For most, life’s dream includes spouse, children, buying a home, and owning your own business. It’s the dream of owning your own business that I want to address, particularly how to reduce the emotional and financial risks associated with a new enterprise.
Not long ago, I had a woman make an appointment to see me because of problems she was having with a friend that she had gone into business with. The two had gone onto the Internet and had an online service prepare the paperwork for forming a Limited Liability Company, or LLC. The LLC is a popular business entity because of its partnership tax advantages and liability protection. The LLC is often a good structure for the new business, but that’s not always the case.
The Internet is replete with websites enticing people to create business entities, particularly LLC’s and corporations, by using documents which they advertise as “tried and true” and “proven” documents from years of experience in the law. Unfortunately, one size seldom fits all.
My soon-to-be client (we’ll call her Debra), had entered into the business with a partner in what appeared to be a very lucrative opportunity. Now she was expressing fear that she was being forced out of business by her partner and friend, and she was right. For months her partner had been attempting to take-over the reins of the company. Debts were being incurred without her approval, bills were going up-paid, and her partner was engaged in questionable marketing practices. Her focus had been finding new clients and bringing money into business, of which she did a remarkable job. She left much of the day-to-day business decisions to her partner. Debra also learned that her partner had formed other businesses of which Debra was unaware, diverting the partner’s attention away from the joint venture with Debra.
Because the Operating Agreement had not been tailored to address the situation now facing her, Debra’s business partner was capitalizing on missing and ambiguous language in the agreement. There was also an issue of ownership interest.

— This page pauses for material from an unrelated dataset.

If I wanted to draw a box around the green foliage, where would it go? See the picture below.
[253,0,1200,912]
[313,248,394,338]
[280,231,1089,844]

When Articles of Organization are filed with the state, the state doesn’t look at the fairness of the ownership interests, just that the forms are completed and the fees paid.
I met with the other party’s attorney and got the mistreatment to stop, but the damage had already been done. The thought of a legal battle with her partner was so traumatic to both Debra and her family that she just wanted out. Despite her belief that the LLC agreements provided by the internet provider were adequate, they were not. Debra walked away but only after losing many thousands of dollars, along with all the goodwill she had created.
Debra has rebounded and is today a thriving entrepreneur . . . without her former business partner. But how much better it would have been had we visited before the business was formed instead of after the drama had unfolded. Had she used an attorney upfront, hopefully, that relationship would have been such that she would have felt comfortable in calling the attorney at the first sign of impropriety.
In most cases, the price of a business formation charged by a local attorney is not much more than the prices charged by internet providers. But what it offers, exceeds any cost savings that may come from using a faceless legal services provider.
My recommendation, always seek competent local legal assistance when chasing that dream of starting a business and minimize the possibility of legal doom.